The judges’ analogy with the village hall typology was perceptive and useful. A British institution, the village hall has been ‘the ultimate multifunctional democratic space’, owned and operated by the community. Developing the Street Support Hub, a conscious effort to channel the village hall’s humility and civic values could help us avoid knee-jerk solutionism and accusations of ‘coronagrifting’.

In addition to the village hall, the Support Hub also shares features with the 19th-century Cabmen’s Shelter. Another ‘third place’ operating at street level, this was designed to be no larger than a horse and cart, providing cabdrivers with a stove, kitchen, and shelter from the rain.

Food and cooking facilities were something missing from our initial vision of the Street Support Hub. Though it would be difficult to reconcile shared meals and the continued need for social distancing, community fridges and the storied histories of the canteen suggest ways to help relieve the (gendered) burdens of household labour, while aligning this new community space with an ethic of care.

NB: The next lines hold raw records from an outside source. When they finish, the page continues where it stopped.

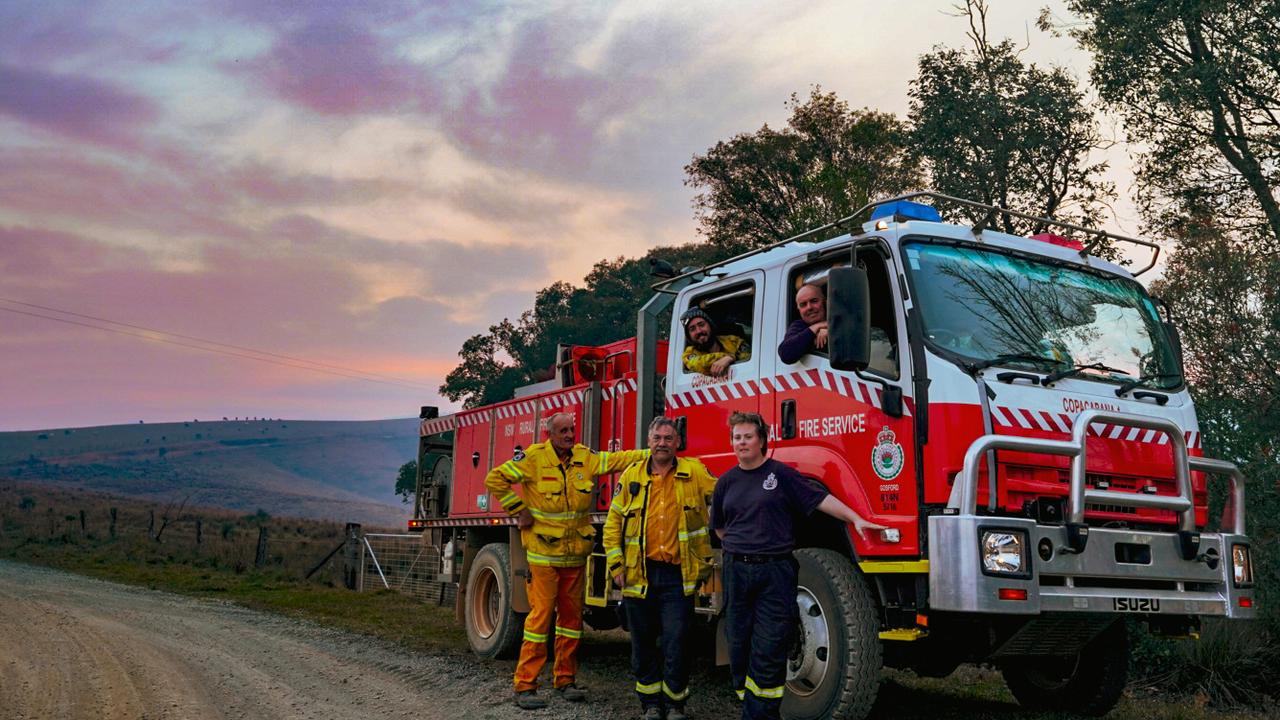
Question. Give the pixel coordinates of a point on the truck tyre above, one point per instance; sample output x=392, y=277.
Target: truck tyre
x=835, y=666
x=493, y=628
x=1091, y=683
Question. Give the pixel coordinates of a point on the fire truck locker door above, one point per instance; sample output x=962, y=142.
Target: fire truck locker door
x=735, y=306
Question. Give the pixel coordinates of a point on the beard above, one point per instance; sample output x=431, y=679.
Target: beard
x=704, y=347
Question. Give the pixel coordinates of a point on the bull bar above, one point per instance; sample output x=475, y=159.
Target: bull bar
x=1074, y=568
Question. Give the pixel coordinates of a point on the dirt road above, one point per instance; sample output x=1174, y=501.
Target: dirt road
x=73, y=647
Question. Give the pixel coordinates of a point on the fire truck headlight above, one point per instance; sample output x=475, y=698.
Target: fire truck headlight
x=1242, y=565
x=1004, y=552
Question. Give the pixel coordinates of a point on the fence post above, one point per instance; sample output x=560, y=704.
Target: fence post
x=260, y=559
x=351, y=557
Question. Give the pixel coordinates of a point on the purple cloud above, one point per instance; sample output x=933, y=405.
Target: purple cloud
x=533, y=114
x=73, y=105
x=341, y=69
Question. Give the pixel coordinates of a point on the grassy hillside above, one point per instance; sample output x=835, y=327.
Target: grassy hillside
x=342, y=470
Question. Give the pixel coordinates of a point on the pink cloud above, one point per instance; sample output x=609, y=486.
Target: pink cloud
x=76, y=106
x=341, y=69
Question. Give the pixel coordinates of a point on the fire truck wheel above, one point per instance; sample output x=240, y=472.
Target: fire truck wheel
x=1089, y=683
x=833, y=669
x=493, y=627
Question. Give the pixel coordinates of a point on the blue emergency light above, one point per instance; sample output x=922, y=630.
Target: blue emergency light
x=901, y=210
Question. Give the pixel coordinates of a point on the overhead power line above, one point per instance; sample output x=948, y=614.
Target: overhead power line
x=210, y=346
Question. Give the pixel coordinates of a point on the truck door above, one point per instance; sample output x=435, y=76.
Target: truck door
x=734, y=306
x=832, y=424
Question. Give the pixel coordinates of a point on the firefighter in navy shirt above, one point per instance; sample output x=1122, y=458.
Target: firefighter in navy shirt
x=754, y=511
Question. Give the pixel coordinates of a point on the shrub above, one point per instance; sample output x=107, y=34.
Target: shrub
x=1232, y=664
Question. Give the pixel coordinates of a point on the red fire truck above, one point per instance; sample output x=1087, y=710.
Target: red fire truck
x=1011, y=408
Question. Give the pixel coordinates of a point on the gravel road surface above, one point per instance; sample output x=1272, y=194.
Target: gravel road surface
x=73, y=647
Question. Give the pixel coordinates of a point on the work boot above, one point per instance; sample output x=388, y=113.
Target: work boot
x=529, y=700
x=571, y=693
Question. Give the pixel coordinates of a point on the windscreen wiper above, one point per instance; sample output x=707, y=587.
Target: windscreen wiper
x=1127, y=386
x=1010, y=358
x=1075, y=370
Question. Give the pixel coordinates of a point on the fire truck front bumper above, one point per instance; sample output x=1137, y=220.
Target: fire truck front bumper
x=1018, y=566
x=1015, y=566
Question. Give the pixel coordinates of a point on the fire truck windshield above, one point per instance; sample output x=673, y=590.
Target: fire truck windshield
x=979, y=304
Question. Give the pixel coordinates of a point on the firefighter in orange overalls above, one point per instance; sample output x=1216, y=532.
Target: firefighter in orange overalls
x=557, y=478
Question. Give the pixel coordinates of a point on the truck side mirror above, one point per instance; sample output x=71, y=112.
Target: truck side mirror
x=849, y=319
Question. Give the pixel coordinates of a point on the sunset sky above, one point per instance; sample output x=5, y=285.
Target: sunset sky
x=365, y=185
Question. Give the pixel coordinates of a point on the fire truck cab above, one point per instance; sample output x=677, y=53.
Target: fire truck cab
x=1013, y=409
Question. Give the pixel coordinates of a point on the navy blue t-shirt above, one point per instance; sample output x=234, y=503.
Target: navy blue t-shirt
x=758, y=509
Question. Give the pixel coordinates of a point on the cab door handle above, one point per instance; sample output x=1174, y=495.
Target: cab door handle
x=789, y=419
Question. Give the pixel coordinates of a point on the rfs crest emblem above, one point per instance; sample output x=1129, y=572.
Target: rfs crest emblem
x=887, y=455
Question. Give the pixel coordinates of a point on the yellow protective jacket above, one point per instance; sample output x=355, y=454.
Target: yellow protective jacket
x=731, y=346
x=625, y=527
x=558, y=496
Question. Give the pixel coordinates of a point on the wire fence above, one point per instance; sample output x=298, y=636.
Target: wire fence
x=403, y=563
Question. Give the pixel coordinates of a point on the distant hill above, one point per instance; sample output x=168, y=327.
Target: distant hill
x=334, y=470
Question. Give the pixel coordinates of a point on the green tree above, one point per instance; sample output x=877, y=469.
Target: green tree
x=406, y=481
x=1197, y=83
x=828, y=160
x=990, y=127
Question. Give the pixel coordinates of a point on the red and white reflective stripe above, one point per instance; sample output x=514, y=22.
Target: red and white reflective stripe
x=1059, y=423
x=827, y=381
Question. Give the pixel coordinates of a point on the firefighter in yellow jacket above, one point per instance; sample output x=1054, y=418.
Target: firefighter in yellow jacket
x=658, y=548
x=556, y=479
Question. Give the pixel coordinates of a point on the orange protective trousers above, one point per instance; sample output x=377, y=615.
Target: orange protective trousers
x=557, y=589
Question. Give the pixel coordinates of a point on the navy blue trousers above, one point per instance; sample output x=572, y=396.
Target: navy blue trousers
x=659, y=627
x=762, y=615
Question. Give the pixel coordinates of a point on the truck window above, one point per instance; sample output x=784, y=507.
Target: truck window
x=718, y=326
x=885, y=346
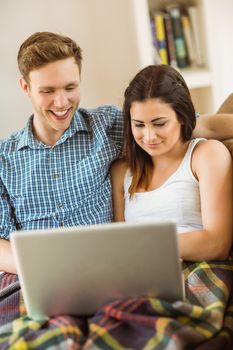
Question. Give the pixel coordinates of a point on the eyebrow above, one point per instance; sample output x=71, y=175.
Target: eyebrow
x=75, y=83
x=153, y=120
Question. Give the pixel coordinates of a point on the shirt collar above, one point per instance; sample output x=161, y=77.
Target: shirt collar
x=28, y=140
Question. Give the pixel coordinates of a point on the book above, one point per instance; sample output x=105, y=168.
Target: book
x=195, y=22
x=189, y=39
x=170, y=40
x=177, y=27
x=161, y=37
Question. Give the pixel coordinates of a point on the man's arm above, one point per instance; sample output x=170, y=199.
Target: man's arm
x=217, y=126
x=7, y=263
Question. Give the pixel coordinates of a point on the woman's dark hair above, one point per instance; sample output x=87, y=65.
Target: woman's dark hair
x=161, y=82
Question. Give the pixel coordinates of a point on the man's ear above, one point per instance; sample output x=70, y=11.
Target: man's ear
x=25, y=86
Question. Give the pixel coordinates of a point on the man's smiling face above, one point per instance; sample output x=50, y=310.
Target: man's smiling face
x=54, y=90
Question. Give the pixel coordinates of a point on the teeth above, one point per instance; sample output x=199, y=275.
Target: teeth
x=60, y=113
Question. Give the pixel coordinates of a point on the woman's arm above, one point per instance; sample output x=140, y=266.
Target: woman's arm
x=217, y=126
x=212, y=165
x=117, y=172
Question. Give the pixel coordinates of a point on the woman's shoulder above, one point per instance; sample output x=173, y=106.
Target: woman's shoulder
x=211, y=153
x=119, y=166
x=206, y=147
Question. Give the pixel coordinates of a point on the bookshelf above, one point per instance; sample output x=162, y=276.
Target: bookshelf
x=203, y=80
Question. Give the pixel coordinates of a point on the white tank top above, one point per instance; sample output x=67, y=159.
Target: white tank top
x=178, y=199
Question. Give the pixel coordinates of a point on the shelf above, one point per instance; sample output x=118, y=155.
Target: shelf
x=197, y=77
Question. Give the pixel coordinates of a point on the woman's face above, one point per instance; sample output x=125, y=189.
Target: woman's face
x=155, y=126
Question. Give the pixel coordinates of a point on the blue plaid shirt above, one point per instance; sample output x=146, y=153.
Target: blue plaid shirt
x=67, y=184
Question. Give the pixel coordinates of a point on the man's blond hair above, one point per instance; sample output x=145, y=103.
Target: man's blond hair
x=42, y=48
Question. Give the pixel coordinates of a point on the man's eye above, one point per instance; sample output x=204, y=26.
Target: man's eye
x=46, y=91
x=160, y=125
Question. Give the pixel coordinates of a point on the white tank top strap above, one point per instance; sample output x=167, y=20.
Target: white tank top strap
x=127, y=180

In the months since our submission, the UK government fast-tracked funding to support cycling and walking, with many city councils in England trialling low-traffic neighbourhoods (LTNs). Implemented quickly, and with limited consultation, these measures’ reworking of the existing infrastructural settlement proved controversial, catalysing opposition from motorists, local businesses, and other aggrieved parties.

The rapid adoption of LTNs shows the hidden malleability of today’s streetscape, with social resistance a bigger brake on change than hard landscaping or the built environment. To avoid similar opposition, it is important that people don’t feel that Support Hubs have been imposed from above; arriving fully formed, with limited consultation. In this, lessons from work on placemaking, user innovation, and proximal design could help planners negotiate resistance, by, for example, offering local users influence over the structure’s layout and appearance.

In a period of limited or revalued mobility, a sufficiently sensitive implementation of Support Hubs would help people adapt to a re-localisation of social and economic life. Their visible encroachment on former highway space would serve as a reminder of the contingency of the built environment, while their flexibility of use could be used to build support for a broader rebalancing of public space away from the private car.